The 12 teams selected to run experiments on OPS-SAT faced two main challenges: operating advanced software within the limitations of a real satellite; and operating software under the harsh conditions of space.

“If you want to develop software for satellites, it is important to understand the limitations imposed by being in space as early on in the development as possible,” says David.

“Often, the biggest challenges are not what you are expecting.”

A real satellite with real sensors has limitations to its onboard memory, CPU power and access to large software toolsets that a computer on Earth does not. Meanwhile, operating in space challenges teams to deal with the type of problems that ESA and other satellite operators face every day.

Every one of the teams had developed impressive and powerful software. But it was often the real-world challenges such as an inconsistent data rates, bad data, lost data and communication disruptions that caused the biggest issues.

Luckily, it is exactly these challenges that ESA has decades of experience dealing with. The OPS-SAT Space Lab team at ESA’s mission control centre in Darmstadt, Germany, offered assistance with specific issues, shared their lessons learned and helped the teams adapt on the fly once their projects were in orbit.

A model for innovation

As a result, all 12 teams have now successfully demonstrated that their ideas can handle life in orbit. What’s more, almost all of them will now continue to work with OPS-SAT Space Lab beyond the end of their Discovery-funded project as they aim to fully complete or enhance their initial goals.

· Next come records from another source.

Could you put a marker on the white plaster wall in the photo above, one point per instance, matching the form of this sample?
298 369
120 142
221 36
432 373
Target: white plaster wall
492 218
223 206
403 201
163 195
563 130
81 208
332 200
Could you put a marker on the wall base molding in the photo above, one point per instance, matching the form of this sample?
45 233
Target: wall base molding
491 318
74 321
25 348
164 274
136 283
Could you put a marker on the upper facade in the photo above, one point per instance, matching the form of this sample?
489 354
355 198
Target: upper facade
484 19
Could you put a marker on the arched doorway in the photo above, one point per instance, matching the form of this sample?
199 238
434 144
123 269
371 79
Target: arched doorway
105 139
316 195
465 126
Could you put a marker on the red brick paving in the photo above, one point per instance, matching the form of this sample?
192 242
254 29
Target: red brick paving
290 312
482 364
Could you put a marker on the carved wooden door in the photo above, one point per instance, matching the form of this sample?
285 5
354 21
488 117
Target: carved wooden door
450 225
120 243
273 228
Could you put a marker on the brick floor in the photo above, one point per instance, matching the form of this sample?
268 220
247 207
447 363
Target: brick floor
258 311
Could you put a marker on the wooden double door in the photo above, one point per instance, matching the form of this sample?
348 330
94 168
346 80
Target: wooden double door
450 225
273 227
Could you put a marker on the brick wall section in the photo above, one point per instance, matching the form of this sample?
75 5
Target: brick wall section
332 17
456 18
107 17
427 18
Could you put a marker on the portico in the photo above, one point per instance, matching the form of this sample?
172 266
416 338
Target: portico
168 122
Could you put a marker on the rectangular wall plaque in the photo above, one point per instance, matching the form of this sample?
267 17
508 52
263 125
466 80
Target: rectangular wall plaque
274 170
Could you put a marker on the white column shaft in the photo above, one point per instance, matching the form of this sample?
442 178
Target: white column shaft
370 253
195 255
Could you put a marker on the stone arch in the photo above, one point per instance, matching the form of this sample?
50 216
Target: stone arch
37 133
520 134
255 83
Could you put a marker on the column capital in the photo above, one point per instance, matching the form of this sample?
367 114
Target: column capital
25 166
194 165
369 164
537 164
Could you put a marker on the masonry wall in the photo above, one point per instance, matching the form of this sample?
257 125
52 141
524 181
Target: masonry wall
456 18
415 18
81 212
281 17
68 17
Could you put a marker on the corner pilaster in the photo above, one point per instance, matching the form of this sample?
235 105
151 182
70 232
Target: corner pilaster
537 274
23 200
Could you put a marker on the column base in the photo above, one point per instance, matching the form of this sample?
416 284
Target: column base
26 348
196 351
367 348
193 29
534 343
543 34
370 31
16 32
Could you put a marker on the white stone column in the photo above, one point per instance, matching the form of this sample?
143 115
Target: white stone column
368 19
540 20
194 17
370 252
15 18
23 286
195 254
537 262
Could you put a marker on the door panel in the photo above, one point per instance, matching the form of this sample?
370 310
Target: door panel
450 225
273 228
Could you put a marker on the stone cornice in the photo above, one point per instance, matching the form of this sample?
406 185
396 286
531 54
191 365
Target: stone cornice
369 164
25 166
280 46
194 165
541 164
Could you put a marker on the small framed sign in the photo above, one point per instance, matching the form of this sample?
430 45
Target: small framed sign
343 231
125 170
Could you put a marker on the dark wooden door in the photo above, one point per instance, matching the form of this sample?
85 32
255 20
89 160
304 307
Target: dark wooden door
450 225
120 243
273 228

“Everyone was impressed with the ease and effectiveness of OSIP,” says David. “The combination of Discovery funding through OSIP and access to OPS-SAT Space Lab is a great example of how to foster innovation in the European space sector.”

The projects

ESA Discovery
ESA Discovery

The 12 funded projects include a technique to improve the resolution of satellite images beyond the maximum resolution of the satellite’s camera by taking multiple images in rapid succession, processing them, and sending just one enhanced image down to Earth. This technique has now been demonstrated in orbit using OPS-SAT’s camera, rather than under perfect laboratory conditions.

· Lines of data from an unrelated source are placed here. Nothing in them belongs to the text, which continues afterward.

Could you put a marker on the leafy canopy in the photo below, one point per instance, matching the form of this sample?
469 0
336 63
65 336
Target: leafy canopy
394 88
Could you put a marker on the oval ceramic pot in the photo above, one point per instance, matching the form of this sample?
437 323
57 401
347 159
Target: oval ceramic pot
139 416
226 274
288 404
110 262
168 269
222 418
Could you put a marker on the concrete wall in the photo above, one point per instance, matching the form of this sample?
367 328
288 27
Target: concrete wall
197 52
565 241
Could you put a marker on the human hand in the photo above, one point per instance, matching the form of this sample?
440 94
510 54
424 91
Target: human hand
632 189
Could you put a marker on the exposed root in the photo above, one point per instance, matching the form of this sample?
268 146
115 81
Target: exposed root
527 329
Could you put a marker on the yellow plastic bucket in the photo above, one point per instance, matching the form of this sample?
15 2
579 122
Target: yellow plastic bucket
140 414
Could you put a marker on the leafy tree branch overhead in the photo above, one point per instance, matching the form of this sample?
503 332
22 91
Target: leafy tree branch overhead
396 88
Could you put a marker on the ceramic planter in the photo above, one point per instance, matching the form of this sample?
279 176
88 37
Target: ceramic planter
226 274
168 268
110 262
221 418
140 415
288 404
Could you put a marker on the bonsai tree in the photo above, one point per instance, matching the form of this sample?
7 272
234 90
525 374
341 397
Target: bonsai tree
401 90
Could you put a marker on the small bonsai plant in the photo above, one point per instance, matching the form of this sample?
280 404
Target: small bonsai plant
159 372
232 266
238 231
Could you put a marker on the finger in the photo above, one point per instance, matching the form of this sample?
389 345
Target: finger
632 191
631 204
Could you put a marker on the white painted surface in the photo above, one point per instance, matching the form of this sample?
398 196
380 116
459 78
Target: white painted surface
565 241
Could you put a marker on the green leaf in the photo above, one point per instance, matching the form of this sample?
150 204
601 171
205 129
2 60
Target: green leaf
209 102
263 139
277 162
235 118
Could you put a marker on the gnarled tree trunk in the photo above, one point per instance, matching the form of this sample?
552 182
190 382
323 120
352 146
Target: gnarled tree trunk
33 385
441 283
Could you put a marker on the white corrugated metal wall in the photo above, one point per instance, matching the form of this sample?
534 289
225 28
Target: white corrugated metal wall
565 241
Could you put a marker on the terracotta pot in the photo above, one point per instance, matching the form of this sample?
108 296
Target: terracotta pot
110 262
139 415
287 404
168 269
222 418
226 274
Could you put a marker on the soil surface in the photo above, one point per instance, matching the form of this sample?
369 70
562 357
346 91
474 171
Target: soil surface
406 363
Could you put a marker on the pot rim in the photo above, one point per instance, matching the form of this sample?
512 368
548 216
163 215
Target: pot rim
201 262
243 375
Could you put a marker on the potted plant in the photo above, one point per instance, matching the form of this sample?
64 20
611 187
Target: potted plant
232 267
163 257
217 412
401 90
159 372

Other projects feature artificial intelligence for identifying and tracking interesting features on Earth’s surface, new data compression algorithms to help satellites maximise the amount of valuable data they can send down to Earth and Delay Tolerant Networking (DTN), a new communications protocol which is of particular interest to ESA.

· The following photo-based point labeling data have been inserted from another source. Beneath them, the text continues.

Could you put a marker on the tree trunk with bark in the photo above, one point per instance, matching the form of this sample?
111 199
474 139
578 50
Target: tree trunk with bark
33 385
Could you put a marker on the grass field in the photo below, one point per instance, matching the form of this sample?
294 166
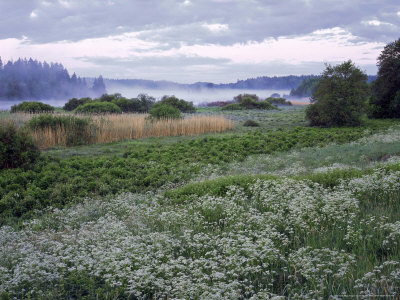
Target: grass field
277 211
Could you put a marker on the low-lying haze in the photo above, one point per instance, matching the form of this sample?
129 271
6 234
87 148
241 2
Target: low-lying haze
191 40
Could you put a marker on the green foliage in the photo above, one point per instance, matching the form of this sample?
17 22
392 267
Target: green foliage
340 97
278 101
17 149
58 182
233 106
247 101
182 105
141 104
386 88
31 107
307 87
79 131
251 123
74 103
98 108
164 111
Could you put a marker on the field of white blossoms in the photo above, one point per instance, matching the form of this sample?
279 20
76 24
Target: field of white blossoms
291 237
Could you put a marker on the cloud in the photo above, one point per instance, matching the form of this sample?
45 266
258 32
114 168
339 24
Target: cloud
215 28
129 55
252 20
181 39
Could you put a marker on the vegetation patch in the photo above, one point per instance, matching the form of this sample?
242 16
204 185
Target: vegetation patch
17 148
145 167
98 108
32 107
61 130
251 123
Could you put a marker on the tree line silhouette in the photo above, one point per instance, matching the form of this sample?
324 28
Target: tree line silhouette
34 80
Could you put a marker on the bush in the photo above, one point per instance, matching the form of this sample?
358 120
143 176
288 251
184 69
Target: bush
251 123
278 101
98 108
17 148
233 106
182 105
340 97
248 102
78 131
32 107
74 103
164 111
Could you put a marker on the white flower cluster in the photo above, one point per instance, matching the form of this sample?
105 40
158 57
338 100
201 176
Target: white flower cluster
246 244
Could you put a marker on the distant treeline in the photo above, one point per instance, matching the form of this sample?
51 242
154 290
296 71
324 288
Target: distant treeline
264 82
308 86
31 79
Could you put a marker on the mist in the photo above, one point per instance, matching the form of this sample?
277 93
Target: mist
197 96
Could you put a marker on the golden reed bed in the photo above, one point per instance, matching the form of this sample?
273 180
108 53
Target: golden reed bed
116 127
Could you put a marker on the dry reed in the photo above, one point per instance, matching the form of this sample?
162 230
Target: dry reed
117 127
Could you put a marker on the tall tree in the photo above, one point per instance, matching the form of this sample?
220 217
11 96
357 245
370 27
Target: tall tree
99 88
386 88
340 96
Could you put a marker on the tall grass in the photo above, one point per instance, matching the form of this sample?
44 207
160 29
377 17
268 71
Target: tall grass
116 127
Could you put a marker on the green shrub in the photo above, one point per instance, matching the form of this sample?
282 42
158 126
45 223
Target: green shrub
79 131
251 123
233 106
164 111
31 107
74 103
278 101
17 148
249 103
98 108
340 97
182 105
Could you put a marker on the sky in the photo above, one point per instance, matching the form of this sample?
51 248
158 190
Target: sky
198 40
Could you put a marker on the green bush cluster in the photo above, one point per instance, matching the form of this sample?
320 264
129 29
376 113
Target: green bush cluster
251 123
248 102
17 148
340 97
32 107
79 131
164 111
182 105
74 103
98 108
278 101
141 104
58 182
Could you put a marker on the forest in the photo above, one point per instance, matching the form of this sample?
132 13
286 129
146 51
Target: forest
34 80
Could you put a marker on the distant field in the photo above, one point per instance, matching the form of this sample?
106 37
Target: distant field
281 211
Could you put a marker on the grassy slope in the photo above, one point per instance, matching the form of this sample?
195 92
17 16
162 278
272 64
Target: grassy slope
305 266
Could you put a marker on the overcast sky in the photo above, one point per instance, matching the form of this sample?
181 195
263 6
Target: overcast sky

Many of the projects also led to improvements in how OPS-SAT itself was operated, benefiting other users and helping keep ESA at the heart of satellite innovation. One creatively turned the problem of how to test a new satellite tracking module on its head by treating OPS-SAT as a ground station and the stations on the Earth’s surface as satellites. In the process the team had to had to expand the capabilities of OPS-SAT’s software-defined radio system and those improvements are now available to other current and future OPS-SAT projects.